Inutile d’insister. Néanmoins, par honnêteté, Mark ne peut pas cacher ses doutes au patron du WER.

— Si vous avez l’intention de m’envoyer à la recherche de Mark...

— C’est le cas.

— ... il faut que vous sachiez que je ne crois pas à sa culpabilité...

— J’aimerais que vous ayez raison.

— ... et que je m’efforcerai de prouver son innocence.

Salinger ferme les yeux une longue seconde.
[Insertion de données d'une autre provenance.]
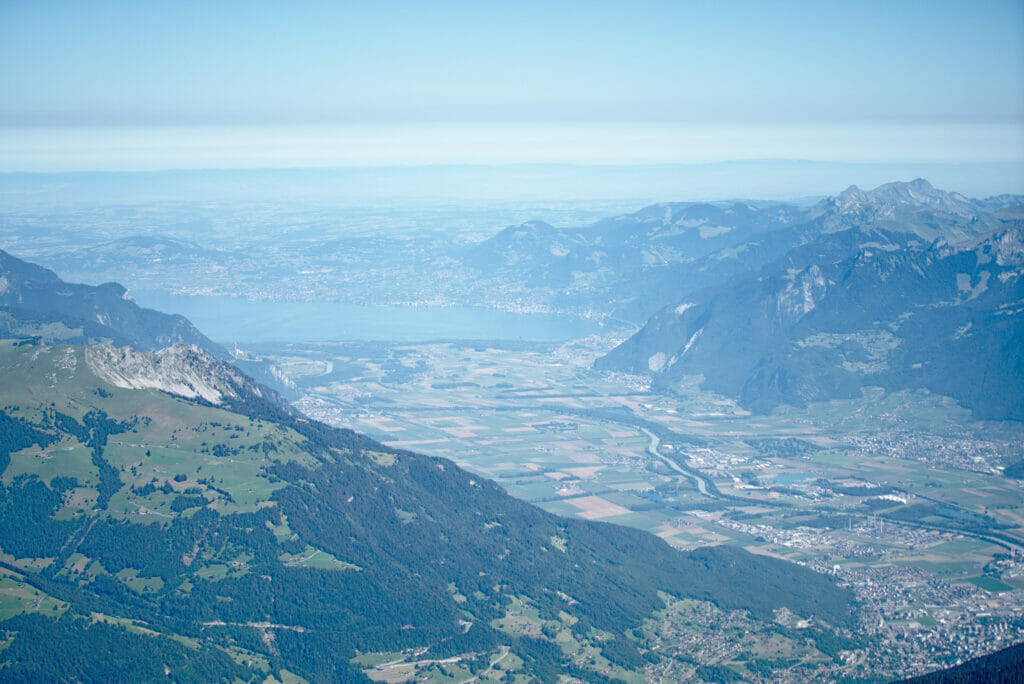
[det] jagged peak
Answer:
[85,342,260,403]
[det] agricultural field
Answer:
[253,336,1024,676]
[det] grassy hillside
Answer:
[0,342,852,681]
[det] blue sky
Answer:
[0,0,1024,170]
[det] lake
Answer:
[131,291,602,343]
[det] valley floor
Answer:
[253,336,1024,678]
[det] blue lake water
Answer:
[131,292,601,343]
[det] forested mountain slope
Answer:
[0,341,853,681]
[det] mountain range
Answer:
[0,250,293,395]
[0,257,859,682]
[463,179,1024,324]
[596,180,1024,420]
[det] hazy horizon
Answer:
[0,2,1024,180]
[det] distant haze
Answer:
[0,160,1024,208]
[0,0,1024,176]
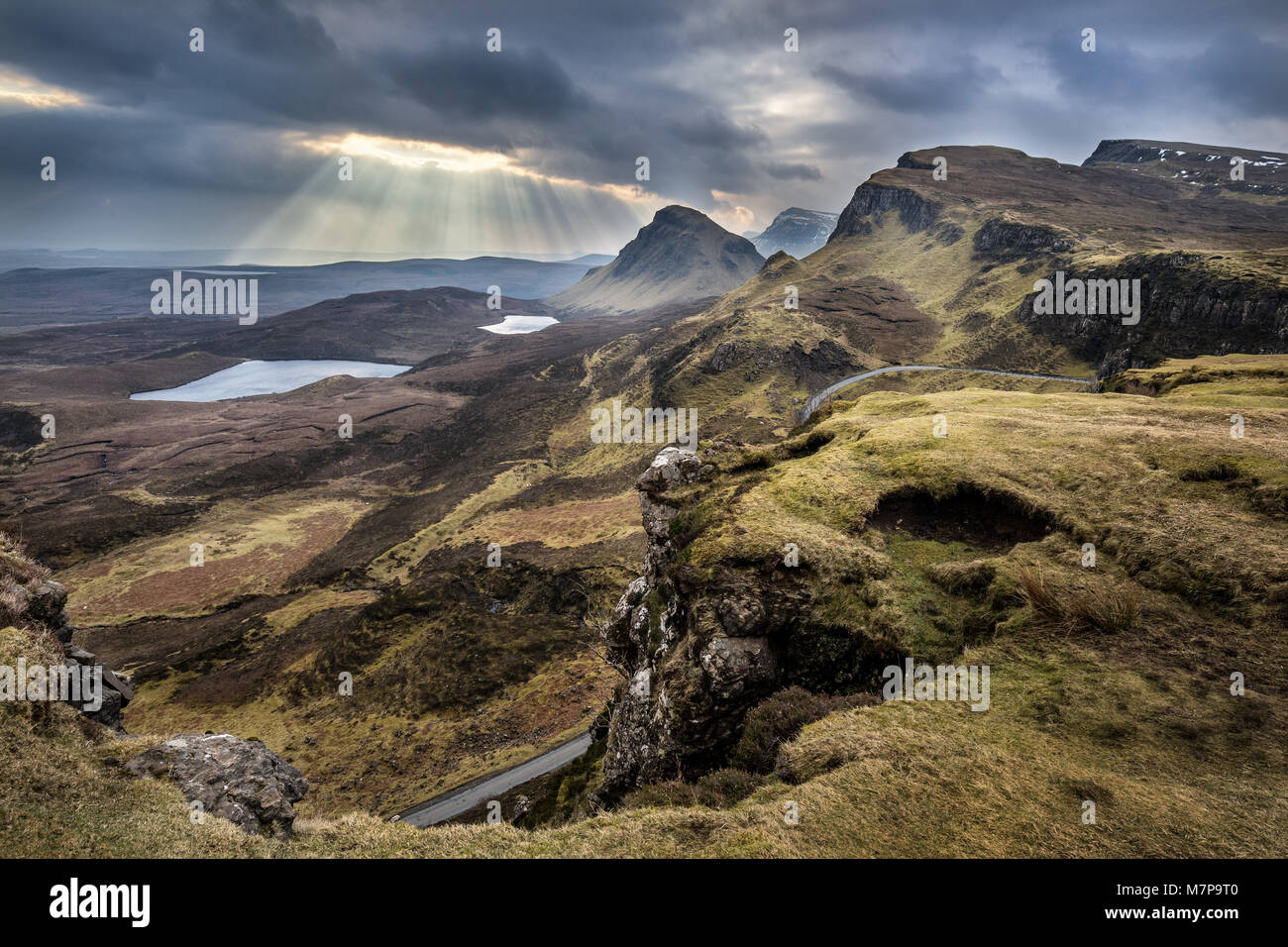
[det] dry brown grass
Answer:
[1015,566,1140,634]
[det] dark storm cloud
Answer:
[0,0,1288,252]
[1197,34,1288,119]
[669,108,767,150]
[387,43,591,123]
[815,56,1002,115]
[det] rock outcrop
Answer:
[971,217,1077,259]
[751,207,838,259]
[544,204,765,313]
[1014,253,1288,377]
[0,533,134,733]
[827,180,943,244]
[125,733,309,839]
[596,447,896,804]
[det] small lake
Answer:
[480,316,559,335]
[130,359,411,401]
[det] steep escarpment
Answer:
[827,180,943,244]
[599,445,901,801]
[544,204,765,313]
[1014,253,1288,376]
[752,207,838,259]
[1082,138,1288,194]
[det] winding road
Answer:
[398,733,590,828]
[799,365,1096,424]
[395,365,1098,828]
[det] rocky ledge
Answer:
[595,447,899,805]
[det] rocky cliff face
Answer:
[125,733,309,839]
[1015,253,1288,377]
[827,180,943,244]
[752,207,838,259]
[0,533,134,733]
[971,217,1077,259]
[599,447,902,802]
[545,204,765,312]
[1082,138,1288,194]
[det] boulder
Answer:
[125,733,309,839]
[27,579,67,629]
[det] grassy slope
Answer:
[0,357,1288,857]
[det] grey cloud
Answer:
[765,161,823,180]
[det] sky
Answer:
[0,0,1288,262]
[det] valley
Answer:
[0,142,1288,857]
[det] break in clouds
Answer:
[0,0,1288,257]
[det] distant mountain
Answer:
[0,254,599,330]
[1082,138,1288,194]
[0,246,613,273]
[751,207,837,259]
[544,204,765,312]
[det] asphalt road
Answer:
[398,733,590,828]
[800,365,1096,423]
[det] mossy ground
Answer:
[0,356,1288,857]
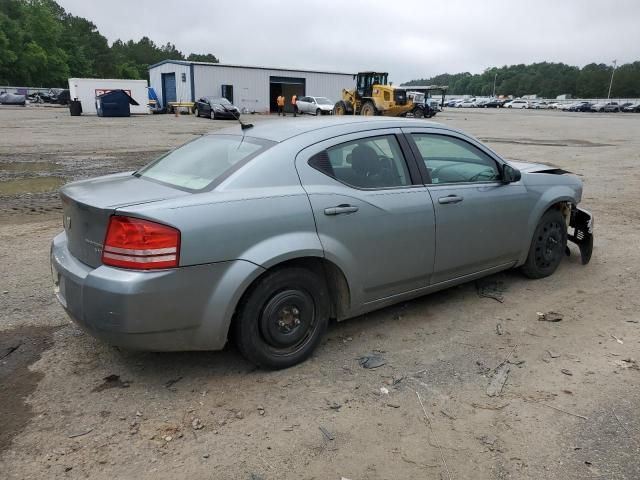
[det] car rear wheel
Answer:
[522,209,567,278]
[234,267,329,369]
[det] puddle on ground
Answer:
[0,162,61,173]
[0,177,68,195]
[0,327,59,452]
[480,137,613,147]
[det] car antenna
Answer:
[233,112,253,130]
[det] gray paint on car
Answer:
[52,117,582,350]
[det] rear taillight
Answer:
[102,215,180,270]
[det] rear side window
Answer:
[136,135,272,191]
[412,133,500,183]
[309,135,411,189]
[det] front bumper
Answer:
[567,208,593,265]
[51,232,261,351]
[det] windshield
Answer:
[207,97,231,105]
[135,135,271,190]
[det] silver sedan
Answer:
[51,117,593,368]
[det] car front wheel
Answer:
[522,209,567,278]
[234,267,329,369]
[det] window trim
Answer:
[403,128,505,186]
[304,129,424,192]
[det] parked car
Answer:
[51,116,593,368]
[529,102,549,110]
[482,98,507,108]
[570,102,593,112]
[296,97,334,115]
[0,92,27,107]
[456,98,476,108]
[603,102,620,112]
[504,98,529,108]
[622,103,640,113]
[193,97,240,120]
[591,102,618,112]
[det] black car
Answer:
[622,103,640,113]
[569,102,593,112]
[193,97,240,120]
[603,102,620,112]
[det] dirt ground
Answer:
[0,108,640,480]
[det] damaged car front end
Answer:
[509,160,594,265]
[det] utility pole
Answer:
[607,60,617,100]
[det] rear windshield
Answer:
[135,135,273,191]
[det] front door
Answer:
[162,73,176,106]
[408,129,531,284]
[296,129,435,309]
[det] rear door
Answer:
[406,129,532,284]
[296,129,435,309]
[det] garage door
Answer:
[162,73,176,105]
[269,77,307,113]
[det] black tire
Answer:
[360,102,377,117]
[333,100,347,115]
[234,267,329,369]
[522,209,567,278]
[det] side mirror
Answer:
[502,164,522,183]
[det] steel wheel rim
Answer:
[259,289,317,353]
[535,221,564,268]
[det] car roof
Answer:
[209,115,462,142]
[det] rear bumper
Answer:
[51,233,262,351]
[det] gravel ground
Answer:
[0,108,640,480]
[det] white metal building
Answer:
[149,60,354,112]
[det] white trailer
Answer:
[69,78,149,115]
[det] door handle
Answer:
[324,205,358,215]
[438,195,464,204]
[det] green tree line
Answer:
[0,0,218,87]
[403,61,640,98]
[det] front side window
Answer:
[135,135,271,190]
[309,135,411,189]
[412,133,500,183]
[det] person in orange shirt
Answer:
[276,95,287,117]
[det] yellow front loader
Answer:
[333,72,420,117]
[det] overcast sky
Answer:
[58,0,640,83]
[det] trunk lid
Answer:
[60,172,189,267]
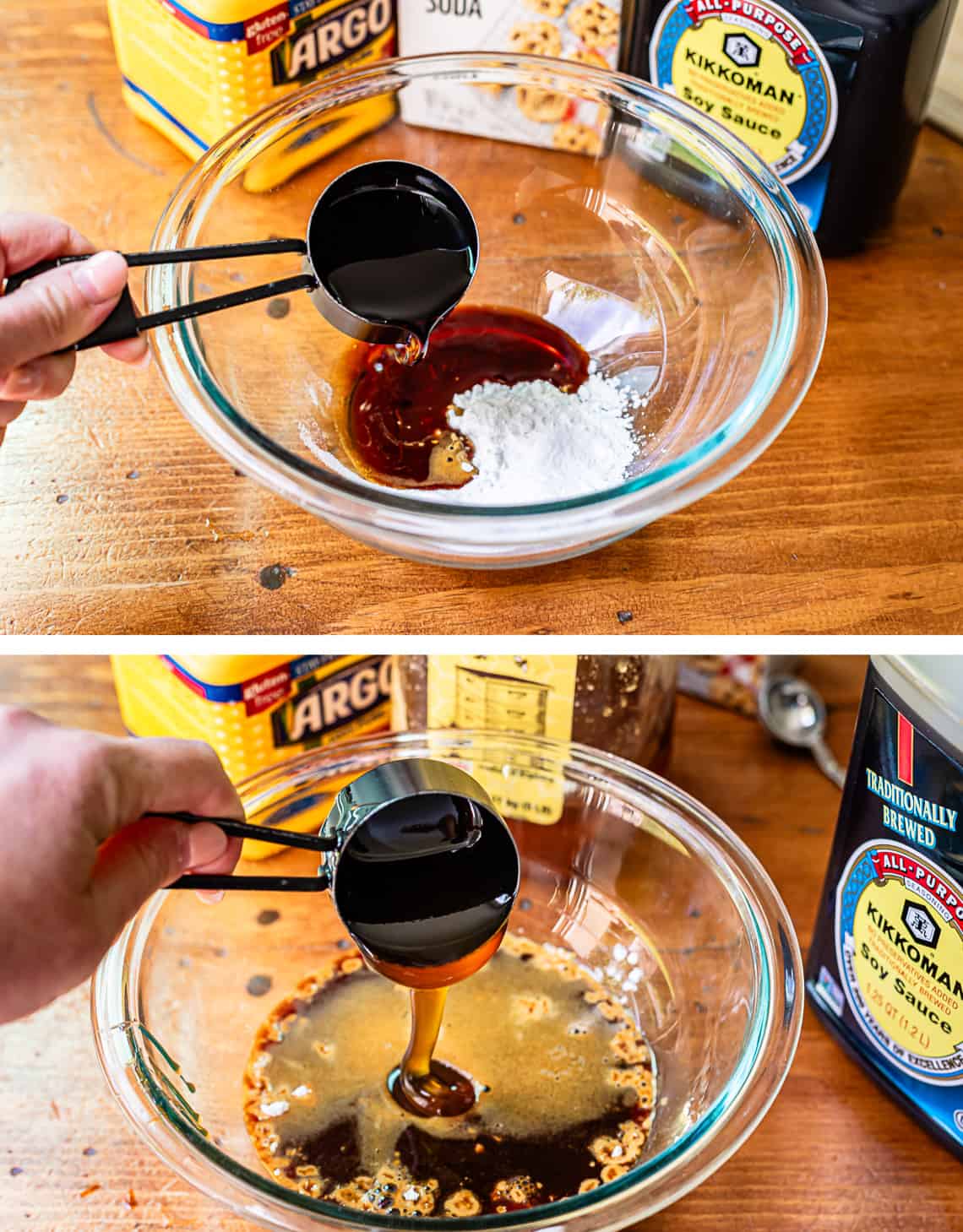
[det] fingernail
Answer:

— C’est votre ami, il est en droit de ne pas en attendre moins de la part du petit-fils de Samuel Sidzik. En ce qui me concerne, il me suffit de savoir que vous aurez à cœur de conduire vos investigations avec votre efficacité coutumière, et même plus. Pardonnez-moi de vous le dire, mais vos convictions importent peu. Le WER ne sortira pas indemne de cette crise. Je me satisferai qu’il s’en sorte et, pour cela, j’ai besoin que ce soit vous qui retrouviez Markus.

C’est à ce moment, et à ce moment seulement, que Mark comprend que le professeur Salinger – et derrière lui, tout le WER – joue très gros jeu. Il y va de la survie du comité. Instantanément, cette conscience le conduit à se poser la question la plus courue des affaires policières : à qui profite le crime ? Qui, en effet, a le plus intérêt à nuire au WER ? Sûrement pas Mark Weinmar.

Salinger se lève et lui tend un disque dur externe.

— Vous allez avoir beaucoup de monde sur le dos, Mark.

— Interpol, le FBI et certainement quelques « privés » défrayés par la T&B et la Kay-Zaco... je m’en doute.

— Pour l’instant, personne n’a fait le lien entre l’affaire Crowley et l’attentat. Si vous pouviez éviter de vous rendre en Erythrée...

Mark hoche la tête.

— Je doute de toute manière qu’il soit facile d’y pénétrer en ce moment.

— Au besoin, je vous obtiendrais un visa, seulement...

— Je comprends.

Mark se saisit enfin du disque et l’enfourne dans une poche.

— En sus du FBI et d’Interpol, vous serez inévitablement dans la mire de la CIA et de quelques autres agences de renseignement, plus une véritable armada de mercenaires plutôt que de privés. Si je peux vous donner un conseil : ne cherchez pas à leur fausser compagnie, laissez-les se neutraliser.